Now, the first two are well-known and well-understood. I wrote about them again last month (I’ve discussed “BritCoin” and “BritPESA” several times before), in a comment on Christine Lagarde’s speech [15Mb: Central banks, tokens and privacy] and I don’t propose to look at them further here. It’s that last example that interests me.
Let’s go back to that point about anonymity. In the paper J.P. says that the case can also be made for a permanently negative interest rate on anonymous CBDC. Why? Well, since we all understand that criminality and tax evasion impose costs on society, it may be worthwhile to design anonymous payments systems in a way that recoups some of the costs these activities impose.
In other words, construct a cash replacement in which anonymous transactions cost more than non-anonymous transactions. One way to do this, which is referenced by J.P. in his paper, was the “Crime Pays System” or CPS as conceived by the artist Austin Houldsworth. Austin is most well-known for designing the cover of my book “Before Babylon, Beyond Bitcoin” of course, but he also ran the Future of Money Design Award for Consult Hyperion’s annual Tomorrow’s Transactions Forum for many years. Oh, and he was awarded a Ph.D by the Royal College of Art (RCA). It was his idea to have me present CPS at the British Computer Society (BCS). We had my alter ego set out the new payment system to an unsuspecting audience who, I have to say, were excellent sports about the whole thing! It turned out to be an entertaining and enlightening experience (you can read more and see the video here).
In CPS, digital payments would be either “light” or “dark”. The default transaction type would be light and free to the end users. All transaction histories would be uploaded to a public space (we were, of course, thinking about the Bitcoin blockchain here) which would allow anybody anywhere to view the transaction details.
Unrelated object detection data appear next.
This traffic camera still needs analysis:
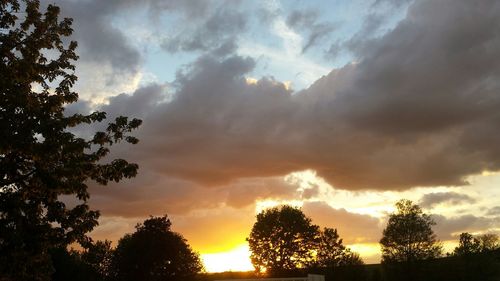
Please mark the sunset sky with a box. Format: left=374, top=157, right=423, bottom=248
left=48, top=0, right=500, bottom=271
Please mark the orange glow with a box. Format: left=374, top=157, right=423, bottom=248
left=201, top=243, right=254, bottom=272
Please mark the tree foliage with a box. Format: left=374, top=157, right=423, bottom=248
left=247, top=205, right=319, bottom=271
left=380, top=199, right=442, bottom=262
left=247, top=205, right=363, bottom=274
left=0, top=0, right=141, bottom=280
left=110, top=216, right=203, bottom=281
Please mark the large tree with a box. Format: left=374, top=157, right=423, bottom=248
left=380, top=199, right=442, bottom=263
left=247, top=205, right=319, bottom=272
left=0, top=0, right=141, bottom=280
left=111, top=216, right=203, bottom=281
left=247, top=205, right=363, bottom=274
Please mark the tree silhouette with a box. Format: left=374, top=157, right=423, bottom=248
left=247, top=205, right=319, bottom=272
left=453, top=232, right=481, bottom=256
left=0, top=0, right=141, bottom=280
left=111, top=216, right=203, bottom=281
left=315, top=227, right=363, bottom=267
left=380, top=199, right=442, bottom=263
left=247, top=205, right=363, bottom=275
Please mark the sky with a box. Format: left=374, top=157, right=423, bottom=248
left=42, top=0, right=500, bottom=271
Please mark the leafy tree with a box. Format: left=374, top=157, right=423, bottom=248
left=247, top=205, right=319, bottom=273
left=380, top=199, right=442, bottom=263
left=317, top=228, right=345, bottom=267
left=79, top=240, right=113, bottom=280
left=111, top=216, right=203, bottom=281
left=453, top=232, right=481, bottom=256
left=0, top=0, right=141, bottom=280
left=453, top=232, right=500, bottom=256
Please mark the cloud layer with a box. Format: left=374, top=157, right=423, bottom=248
left=100, top=1, right=500, bottom=189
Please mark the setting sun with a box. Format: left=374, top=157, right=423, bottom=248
left=201, top=244, right=253, bottom=272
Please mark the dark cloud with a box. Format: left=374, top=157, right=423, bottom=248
left=420, top=192, right=476, bottom=208
left=372, top=0, right=413, bottom=7
left=486, top=206, right=500, bottom=216
left=286, top=10, right=335, bottom=53
left=302, top=202, right=382, bottom=243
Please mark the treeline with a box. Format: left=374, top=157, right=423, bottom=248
left=243, top=199, right=500, bottom=281
left=47, top=216, right=203, bottom=281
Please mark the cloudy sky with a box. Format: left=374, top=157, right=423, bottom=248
left=48, top=0, right=500, bottom=271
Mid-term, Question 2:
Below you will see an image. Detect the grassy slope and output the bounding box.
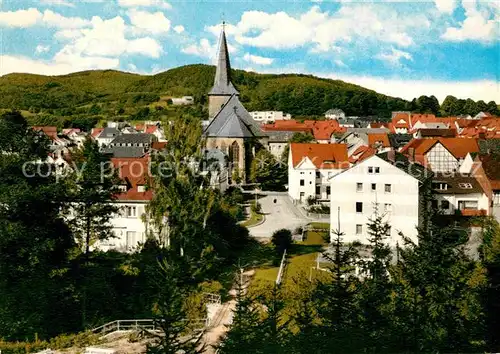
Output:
[0,64,406,115]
The alternative transaction type would be dark. With this option advanced cryptographic techniques would make the payment completely invisible with a small levy in the region of 10% to 20% would be paid per transaction.
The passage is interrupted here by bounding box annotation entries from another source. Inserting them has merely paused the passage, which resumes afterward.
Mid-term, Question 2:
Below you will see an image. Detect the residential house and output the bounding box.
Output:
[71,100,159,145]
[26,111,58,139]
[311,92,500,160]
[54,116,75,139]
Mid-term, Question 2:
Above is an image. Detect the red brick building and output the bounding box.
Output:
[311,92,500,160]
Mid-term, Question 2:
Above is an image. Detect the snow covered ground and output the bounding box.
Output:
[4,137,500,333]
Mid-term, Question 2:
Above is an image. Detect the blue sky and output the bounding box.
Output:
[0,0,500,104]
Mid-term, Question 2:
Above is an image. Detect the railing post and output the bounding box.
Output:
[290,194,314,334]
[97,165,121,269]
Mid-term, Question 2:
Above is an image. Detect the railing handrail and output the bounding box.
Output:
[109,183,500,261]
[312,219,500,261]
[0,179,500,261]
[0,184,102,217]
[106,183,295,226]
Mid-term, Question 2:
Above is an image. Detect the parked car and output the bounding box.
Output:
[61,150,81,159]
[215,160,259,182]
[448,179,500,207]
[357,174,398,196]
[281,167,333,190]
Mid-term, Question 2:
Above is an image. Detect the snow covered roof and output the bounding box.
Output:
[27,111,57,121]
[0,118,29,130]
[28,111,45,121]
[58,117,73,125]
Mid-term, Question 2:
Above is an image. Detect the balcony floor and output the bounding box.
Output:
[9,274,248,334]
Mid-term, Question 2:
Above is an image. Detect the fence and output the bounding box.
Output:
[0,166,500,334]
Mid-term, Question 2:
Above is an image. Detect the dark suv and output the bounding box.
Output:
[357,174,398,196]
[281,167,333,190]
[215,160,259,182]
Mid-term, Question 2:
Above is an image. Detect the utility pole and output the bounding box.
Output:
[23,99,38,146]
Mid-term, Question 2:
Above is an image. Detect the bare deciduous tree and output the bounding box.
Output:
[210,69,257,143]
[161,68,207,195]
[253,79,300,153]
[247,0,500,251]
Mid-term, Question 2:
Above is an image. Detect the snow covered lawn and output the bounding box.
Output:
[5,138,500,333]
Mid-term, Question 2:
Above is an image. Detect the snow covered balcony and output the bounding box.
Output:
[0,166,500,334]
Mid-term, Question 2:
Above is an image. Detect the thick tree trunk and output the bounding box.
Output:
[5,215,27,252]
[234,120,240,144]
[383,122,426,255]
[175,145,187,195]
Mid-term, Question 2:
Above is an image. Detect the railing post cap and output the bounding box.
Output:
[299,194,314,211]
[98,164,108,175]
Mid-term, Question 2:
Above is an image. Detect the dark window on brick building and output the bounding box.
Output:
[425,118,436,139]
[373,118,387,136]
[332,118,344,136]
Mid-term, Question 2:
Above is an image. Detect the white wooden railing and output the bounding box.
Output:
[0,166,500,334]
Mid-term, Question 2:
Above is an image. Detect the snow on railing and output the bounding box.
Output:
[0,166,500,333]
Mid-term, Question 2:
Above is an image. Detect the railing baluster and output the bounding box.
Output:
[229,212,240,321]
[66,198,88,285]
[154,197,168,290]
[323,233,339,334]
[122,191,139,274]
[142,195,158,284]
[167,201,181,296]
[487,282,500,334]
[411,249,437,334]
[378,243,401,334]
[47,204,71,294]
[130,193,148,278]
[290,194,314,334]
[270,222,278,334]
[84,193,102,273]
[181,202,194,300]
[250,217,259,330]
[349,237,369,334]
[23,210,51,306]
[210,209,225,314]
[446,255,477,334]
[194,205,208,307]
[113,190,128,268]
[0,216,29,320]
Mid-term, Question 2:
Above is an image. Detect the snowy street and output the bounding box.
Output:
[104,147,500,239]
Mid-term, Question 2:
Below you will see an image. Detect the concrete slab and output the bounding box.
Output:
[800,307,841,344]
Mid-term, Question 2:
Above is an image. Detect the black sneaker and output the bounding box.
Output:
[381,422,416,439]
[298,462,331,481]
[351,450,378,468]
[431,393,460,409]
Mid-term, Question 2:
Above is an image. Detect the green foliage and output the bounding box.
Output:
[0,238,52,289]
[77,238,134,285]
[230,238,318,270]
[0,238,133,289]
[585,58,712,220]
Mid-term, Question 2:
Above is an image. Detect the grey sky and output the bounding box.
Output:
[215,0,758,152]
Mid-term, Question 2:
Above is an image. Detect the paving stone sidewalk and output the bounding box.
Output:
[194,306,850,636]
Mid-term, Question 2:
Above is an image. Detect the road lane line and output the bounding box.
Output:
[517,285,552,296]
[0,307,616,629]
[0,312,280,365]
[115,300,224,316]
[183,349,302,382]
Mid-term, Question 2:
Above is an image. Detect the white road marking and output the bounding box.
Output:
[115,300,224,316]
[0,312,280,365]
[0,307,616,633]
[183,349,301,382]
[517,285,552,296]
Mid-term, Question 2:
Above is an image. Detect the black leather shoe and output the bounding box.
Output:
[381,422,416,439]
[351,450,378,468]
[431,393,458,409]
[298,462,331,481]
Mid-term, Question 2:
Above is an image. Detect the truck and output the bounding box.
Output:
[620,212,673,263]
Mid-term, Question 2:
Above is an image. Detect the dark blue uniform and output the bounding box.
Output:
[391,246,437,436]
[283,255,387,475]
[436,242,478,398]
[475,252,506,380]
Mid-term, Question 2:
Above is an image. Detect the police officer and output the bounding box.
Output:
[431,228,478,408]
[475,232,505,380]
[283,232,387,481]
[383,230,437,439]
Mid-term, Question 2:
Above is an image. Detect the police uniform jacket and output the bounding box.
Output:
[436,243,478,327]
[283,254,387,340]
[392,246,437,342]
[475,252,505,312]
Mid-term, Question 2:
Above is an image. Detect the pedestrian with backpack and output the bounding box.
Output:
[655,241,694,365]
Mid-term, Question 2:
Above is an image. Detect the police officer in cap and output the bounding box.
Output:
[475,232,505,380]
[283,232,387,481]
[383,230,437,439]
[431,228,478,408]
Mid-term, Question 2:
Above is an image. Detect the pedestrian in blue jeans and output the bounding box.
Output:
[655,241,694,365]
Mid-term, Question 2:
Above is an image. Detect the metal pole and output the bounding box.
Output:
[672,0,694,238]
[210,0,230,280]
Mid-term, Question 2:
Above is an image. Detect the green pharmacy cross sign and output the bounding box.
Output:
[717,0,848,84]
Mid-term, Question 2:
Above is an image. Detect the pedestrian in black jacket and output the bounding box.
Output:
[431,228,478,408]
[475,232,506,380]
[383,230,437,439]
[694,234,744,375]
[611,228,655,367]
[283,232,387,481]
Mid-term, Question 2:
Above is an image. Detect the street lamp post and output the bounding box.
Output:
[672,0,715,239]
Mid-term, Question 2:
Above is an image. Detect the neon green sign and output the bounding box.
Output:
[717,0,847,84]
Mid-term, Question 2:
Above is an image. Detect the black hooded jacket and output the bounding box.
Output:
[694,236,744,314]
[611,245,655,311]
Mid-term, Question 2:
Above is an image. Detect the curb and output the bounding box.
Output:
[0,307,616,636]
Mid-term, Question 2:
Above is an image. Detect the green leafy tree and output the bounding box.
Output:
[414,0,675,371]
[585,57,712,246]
The system would therefore offer privacy for your finances at a reasonable price. The revenue generated from the use of this system would be taken by the government to substitute for the loss of taxes in the dark economy.
What a cool idea.
Now, at the time it was just a concept. We didn’t spend much time thinking about how it would actually work (I was basing the pretend implementation for the BCS presentation on Chaumian blinding a la Digicash, hence this gratuitous picture of me influencing David in Vegas.)
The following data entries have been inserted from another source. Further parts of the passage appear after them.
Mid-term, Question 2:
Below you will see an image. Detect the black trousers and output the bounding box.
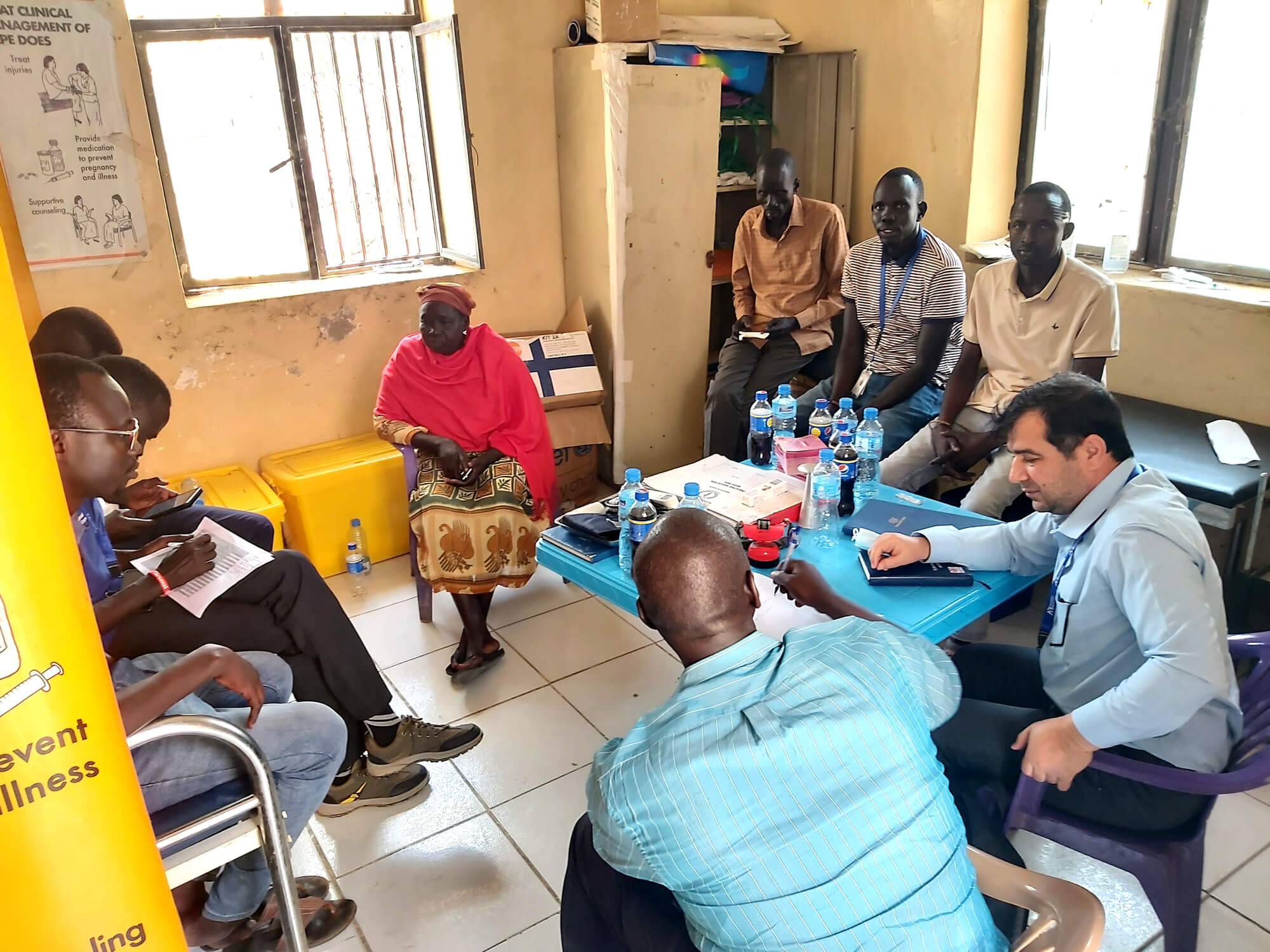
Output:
[932,645,1208,866]
[114,548,392,767]
[124,505,273,552]
[705,335,819,459]
[560,814,697,952]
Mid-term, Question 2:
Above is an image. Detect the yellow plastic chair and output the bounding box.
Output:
[966,847,1105,952]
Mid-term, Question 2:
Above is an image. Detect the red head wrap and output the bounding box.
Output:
[414,281,476,317]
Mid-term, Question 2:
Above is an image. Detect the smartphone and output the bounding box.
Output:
[137,486,203,519]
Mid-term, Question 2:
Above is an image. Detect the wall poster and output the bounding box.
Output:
[0,0,149,270]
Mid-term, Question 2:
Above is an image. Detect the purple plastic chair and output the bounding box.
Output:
[392,443,432,622]
[1006,631,1270,952]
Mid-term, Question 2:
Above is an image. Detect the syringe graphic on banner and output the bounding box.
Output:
[0,661,62,717]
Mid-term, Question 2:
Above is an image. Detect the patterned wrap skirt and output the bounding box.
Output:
[410,453,549,595]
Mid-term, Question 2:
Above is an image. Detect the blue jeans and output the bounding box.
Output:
[798,373,944,459]
[110,651,347,923]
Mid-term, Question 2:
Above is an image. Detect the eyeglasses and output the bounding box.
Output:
[57,419,141,453]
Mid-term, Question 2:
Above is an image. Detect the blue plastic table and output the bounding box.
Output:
[538,486,1039,641]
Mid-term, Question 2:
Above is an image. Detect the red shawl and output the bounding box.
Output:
[375,324,559,517]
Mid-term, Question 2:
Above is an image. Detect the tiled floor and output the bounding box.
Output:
[260,559,1270,952]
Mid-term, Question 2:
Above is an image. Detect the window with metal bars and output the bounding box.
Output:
[128,0,481,293]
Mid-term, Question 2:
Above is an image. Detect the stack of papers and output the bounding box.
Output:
[644,454,803,522]
[132,517,273,618]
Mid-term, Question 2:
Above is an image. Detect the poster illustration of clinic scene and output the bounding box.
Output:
[0,0,149,270]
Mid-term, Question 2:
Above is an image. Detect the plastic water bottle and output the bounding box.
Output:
[829,397,860,447]
[747,390,772,466]
[679,482,706,509]
[617,467,643,571]
[855,406,883,505]
[344,519,371,595]
[1102,199,1129,274]
[803,447,842,548]
[772,383,798,439]
[626,489,657,559]
[806,399,833,443]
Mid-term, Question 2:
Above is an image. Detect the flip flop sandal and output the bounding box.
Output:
[446,646,507,684]
[224,896,357,952]
[251,876,330,927]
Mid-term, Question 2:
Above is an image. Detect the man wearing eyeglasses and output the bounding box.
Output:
[36,354,483,816]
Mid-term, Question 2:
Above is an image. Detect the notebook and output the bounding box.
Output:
[843,499,997,536]
[859,552,974,586]
[540,526,617,562]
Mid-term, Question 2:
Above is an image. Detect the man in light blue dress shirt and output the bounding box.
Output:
[870,373,1242,864]
[560,510,1006,952]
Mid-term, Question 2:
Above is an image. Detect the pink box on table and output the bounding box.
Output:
[776,434,824,476]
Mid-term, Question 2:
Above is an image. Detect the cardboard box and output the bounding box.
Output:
[587,0,662,43]
[507,298,605,411]
[547,406,610,505]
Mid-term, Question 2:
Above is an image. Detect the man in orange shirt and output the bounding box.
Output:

That was then. In the meantime, however, along came ZCash and the mechanism of shielded and unshielded transactions that J.P. has used as the basis for MoedaHíbrida’s two different modes. If the user decides to hold shielded (ie, dark) MoedaHíbrida tokens, then all transactions made with those tokens are completely anonymous and untrackable. The user can decide to unshield his or her MoedaHíbrida tokens so that all transactions can be seen (ie, light).
Offering users the choice of anonymity but making them pay for is a radical solution but I’m with J.P. in thinking that it deserves attention. What I think is very clever about using negative interest rates (which had never occurred to me) is that it allows for anonymous transactions without imposing a transaction friction, thus providing the cash substitute in the marketplace, but it penalises the stashing of anonymous cash. The negative interest rate means that dark tokens will be subject to a negative interest rate of, say -5% per annum, while light tokens will receive a competitive SELIC-linked interest rate.
Whether or not this is the way forward I or not, it is a line of thought that deserves serious examination in the context of CBDC design. If it is considered important to society to provide anonymous means of exchange, then the “tax” on the anonymous store of value seems a reasonable way to distribute the costs and benefits for society as whole.